Chip Fulghum, deputy under secretary for management at the Department of Homeland Security (DHS), will depart the agency this summer, according to statements from leaders of the House Homeland Security Committee issued today in connection with a subcommittee hearing to review the Trump administration’s FY2020 budget proposal for DHS’ Management Directorate.
Rep. Bennie Thompson, D-Miss., chairman of the full committee, thanked Fulghum in a statement for his “extraordinary service” to DHS over the past six-plus years. Fulghum assumed his current title in 2015.
Rep. Thompson also bemoaned the impact of Fulghum’s departure, saying, “I would be remiss however to not express my concern regarding what Mr. Fulghum’s departure means for the direction of the Department. The Deputy Under Secretary for Management (USM) alongside of the USM, oversees all aspects of the Department’s management programs, including financial, human capital, information technology, procurement, security, and asset management.”
“The current USM, Ms. Claire Grady, is also performing the duties of the Department’s number two official–the Deputy Secretary. DHS has been without a Deputy Secretary for a year now–and no nominee has been named for the position. Without a Deputy Secretary and with a departing Deputy USM, I am genuinely concerned about the day-to-day management of the Department. These vacancies undoubtedly hamper the Department’s ability to run effectively and efficiently. I urge the President to quickly nominate a Deputy Secretary and hope that someone as committed as Mr. Fulghum will soon be appointed to fill his shoes.”
Rep. Xochtil Torres Small, D-N.M., chairwoman of the Oversight, Management, and Accountability Subcommittee, also thanked Fulghum for his service, and said his departure “speaks to the challenges the Department continues to face in terms of unity, vision, and morale.
Elsewhere during today’s subcommittee hearing, Thompson in a written statement hammered DHS for its failure to deliver a required updated of its Quadrennial Homeland Security Review (QHSR).
Thompson said the most recent QHSR was due in December 2017, and lamented that 15 months later, “the Trump administration has yet to supply Congress with its vision and priorities” for DHS. He quoted DHS as saying it expects to issue the report early in 2019, and that the document would help support DHS’ FY2020 budget request.
“Yet, we still do not have the QHSR,” Thompson said. “While the Management Directorate is not specifically responsible for drafting the QHSR, I am unsure what was used to formulate DHS’ budget proposal in its absence.
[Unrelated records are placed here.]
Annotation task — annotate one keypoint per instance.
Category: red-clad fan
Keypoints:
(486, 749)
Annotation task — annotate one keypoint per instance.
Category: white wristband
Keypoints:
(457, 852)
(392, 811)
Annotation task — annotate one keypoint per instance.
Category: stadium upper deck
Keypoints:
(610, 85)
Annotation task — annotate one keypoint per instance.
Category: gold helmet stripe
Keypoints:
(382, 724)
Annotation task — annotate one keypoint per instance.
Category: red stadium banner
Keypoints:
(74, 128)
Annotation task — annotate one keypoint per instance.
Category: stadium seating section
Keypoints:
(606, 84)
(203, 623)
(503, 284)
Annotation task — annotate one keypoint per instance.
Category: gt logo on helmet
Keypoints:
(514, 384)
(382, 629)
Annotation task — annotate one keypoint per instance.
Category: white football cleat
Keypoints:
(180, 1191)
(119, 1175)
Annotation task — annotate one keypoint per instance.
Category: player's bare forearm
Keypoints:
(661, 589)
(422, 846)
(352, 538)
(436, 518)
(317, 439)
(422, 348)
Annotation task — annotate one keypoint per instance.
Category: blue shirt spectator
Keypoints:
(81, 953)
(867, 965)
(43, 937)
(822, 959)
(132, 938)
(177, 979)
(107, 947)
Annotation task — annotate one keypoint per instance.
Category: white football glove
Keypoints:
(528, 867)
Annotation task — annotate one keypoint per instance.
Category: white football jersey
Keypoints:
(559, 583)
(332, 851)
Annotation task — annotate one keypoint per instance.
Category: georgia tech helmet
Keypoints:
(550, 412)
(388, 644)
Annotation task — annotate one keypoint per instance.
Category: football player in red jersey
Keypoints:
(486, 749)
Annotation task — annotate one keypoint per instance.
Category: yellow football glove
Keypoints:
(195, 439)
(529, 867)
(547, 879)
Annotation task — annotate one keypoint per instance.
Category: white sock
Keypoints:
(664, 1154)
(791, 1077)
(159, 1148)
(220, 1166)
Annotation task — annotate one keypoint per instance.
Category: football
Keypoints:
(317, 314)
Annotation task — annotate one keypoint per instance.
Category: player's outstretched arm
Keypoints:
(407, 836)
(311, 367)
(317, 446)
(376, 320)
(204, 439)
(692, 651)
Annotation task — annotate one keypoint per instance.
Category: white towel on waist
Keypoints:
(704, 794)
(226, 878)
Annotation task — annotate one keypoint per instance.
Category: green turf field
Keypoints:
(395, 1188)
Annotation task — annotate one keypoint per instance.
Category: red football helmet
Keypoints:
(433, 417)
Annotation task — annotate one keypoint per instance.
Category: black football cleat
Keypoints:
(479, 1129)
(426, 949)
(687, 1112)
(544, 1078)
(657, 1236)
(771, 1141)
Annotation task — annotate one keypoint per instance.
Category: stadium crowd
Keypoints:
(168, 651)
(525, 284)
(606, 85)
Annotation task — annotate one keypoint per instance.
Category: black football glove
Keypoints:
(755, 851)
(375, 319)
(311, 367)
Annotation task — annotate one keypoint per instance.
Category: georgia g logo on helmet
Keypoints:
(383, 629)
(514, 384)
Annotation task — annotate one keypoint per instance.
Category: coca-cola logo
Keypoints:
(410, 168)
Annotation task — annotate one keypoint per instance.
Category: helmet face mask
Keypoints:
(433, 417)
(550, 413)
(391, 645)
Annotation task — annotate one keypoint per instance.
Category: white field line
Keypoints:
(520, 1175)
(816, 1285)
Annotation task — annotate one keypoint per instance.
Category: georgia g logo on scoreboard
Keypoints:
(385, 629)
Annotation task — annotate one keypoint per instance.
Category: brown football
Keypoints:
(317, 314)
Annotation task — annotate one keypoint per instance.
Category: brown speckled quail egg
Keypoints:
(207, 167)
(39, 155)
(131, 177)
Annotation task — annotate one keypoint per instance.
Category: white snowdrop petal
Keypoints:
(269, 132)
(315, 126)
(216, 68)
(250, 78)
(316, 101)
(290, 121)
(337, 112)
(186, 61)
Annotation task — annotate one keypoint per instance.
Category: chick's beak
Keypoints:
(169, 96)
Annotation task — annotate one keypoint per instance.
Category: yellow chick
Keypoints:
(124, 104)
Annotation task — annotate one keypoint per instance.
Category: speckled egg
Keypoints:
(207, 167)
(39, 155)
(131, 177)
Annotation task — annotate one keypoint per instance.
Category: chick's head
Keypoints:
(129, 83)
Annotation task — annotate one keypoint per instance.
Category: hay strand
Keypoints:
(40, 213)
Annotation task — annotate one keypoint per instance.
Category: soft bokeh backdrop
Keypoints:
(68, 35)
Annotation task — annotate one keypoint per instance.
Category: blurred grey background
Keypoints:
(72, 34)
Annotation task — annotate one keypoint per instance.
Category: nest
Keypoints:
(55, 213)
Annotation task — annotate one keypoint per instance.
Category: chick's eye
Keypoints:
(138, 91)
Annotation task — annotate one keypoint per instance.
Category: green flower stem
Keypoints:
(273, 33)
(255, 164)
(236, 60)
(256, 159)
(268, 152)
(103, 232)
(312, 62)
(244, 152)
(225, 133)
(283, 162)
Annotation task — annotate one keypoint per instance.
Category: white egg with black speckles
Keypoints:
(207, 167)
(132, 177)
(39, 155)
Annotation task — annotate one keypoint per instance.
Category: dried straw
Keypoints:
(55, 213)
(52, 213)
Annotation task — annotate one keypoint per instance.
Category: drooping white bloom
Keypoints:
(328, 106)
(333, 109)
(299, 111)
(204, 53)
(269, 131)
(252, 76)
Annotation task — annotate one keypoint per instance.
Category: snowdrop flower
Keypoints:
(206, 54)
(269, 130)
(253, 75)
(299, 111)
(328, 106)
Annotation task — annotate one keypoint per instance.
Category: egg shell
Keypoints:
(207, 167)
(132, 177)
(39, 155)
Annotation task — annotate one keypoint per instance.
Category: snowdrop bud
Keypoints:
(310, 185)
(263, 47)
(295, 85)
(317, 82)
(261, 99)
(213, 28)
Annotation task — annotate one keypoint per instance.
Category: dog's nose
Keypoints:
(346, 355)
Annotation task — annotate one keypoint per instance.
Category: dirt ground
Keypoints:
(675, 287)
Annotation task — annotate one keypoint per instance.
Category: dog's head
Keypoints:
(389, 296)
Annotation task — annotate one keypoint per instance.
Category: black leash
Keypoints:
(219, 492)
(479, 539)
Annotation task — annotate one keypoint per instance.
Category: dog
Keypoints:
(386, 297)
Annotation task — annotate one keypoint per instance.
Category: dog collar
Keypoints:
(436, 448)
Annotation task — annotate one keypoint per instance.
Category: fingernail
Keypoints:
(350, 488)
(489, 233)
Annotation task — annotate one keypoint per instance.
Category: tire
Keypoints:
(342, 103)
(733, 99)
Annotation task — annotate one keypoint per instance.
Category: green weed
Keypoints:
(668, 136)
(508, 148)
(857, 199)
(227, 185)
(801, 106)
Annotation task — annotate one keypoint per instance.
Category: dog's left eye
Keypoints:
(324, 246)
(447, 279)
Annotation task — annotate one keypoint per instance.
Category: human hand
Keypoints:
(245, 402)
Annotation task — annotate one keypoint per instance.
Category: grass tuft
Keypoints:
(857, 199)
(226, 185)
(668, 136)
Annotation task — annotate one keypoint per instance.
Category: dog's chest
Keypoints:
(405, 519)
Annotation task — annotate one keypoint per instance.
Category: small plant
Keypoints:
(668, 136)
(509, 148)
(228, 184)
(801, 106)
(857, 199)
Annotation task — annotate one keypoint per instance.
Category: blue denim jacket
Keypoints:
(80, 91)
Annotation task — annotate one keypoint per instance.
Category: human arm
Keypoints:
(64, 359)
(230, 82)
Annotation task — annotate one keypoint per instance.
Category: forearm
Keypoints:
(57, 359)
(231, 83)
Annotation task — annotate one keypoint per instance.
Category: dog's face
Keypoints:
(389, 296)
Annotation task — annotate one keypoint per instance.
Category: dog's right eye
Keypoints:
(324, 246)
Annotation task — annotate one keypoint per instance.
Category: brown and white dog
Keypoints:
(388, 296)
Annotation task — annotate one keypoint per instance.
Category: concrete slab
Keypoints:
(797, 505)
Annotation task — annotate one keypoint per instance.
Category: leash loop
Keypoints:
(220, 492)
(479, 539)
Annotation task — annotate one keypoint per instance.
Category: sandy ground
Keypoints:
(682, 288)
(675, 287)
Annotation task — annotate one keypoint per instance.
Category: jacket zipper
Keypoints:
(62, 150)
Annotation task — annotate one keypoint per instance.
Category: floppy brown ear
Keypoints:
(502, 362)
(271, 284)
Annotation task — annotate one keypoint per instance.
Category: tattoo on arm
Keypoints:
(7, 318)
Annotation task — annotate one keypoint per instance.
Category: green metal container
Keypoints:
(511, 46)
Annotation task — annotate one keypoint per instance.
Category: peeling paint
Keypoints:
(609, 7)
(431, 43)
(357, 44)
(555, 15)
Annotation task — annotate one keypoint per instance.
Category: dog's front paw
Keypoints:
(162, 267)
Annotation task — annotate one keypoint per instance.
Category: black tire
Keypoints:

I sincerely hope that the QHSR is delivered before the Full Committee hearing on the overall Department budget request with Secretary Nielsen next month.”
Regarding individual budget lines, Thompson said he hoped DHS would use “a decent portion” of its requested $126 million in funding for the Office of the Chief Human Capital Officer to fund efforts to improve employee morale at DHS, and to increase diversity in the agency’s workforce.
In his testimony, Fulghum noted several technology-related items in the FY2020 budget request including $120 million for financial systems modernization, which he said will pay for “ongoing work to improve systematic internal controls, standardize business processes, strengthen cybersecurity, maintain audit sustainability, and provide accurate and timely financial reporting.”
He said another $10 million requested would pay for better human resource IT, and that an $11 million request would fund work on a Cyber Management Talent System (CMTS) “to create a new personnel system that will provide the cyber workforce this country needs through an update of the current classification system.” He said the CMTS will “position DHS to compete for top talent in the ever-changing field of cybersecurity, likely serving as a model for future civil service reform.”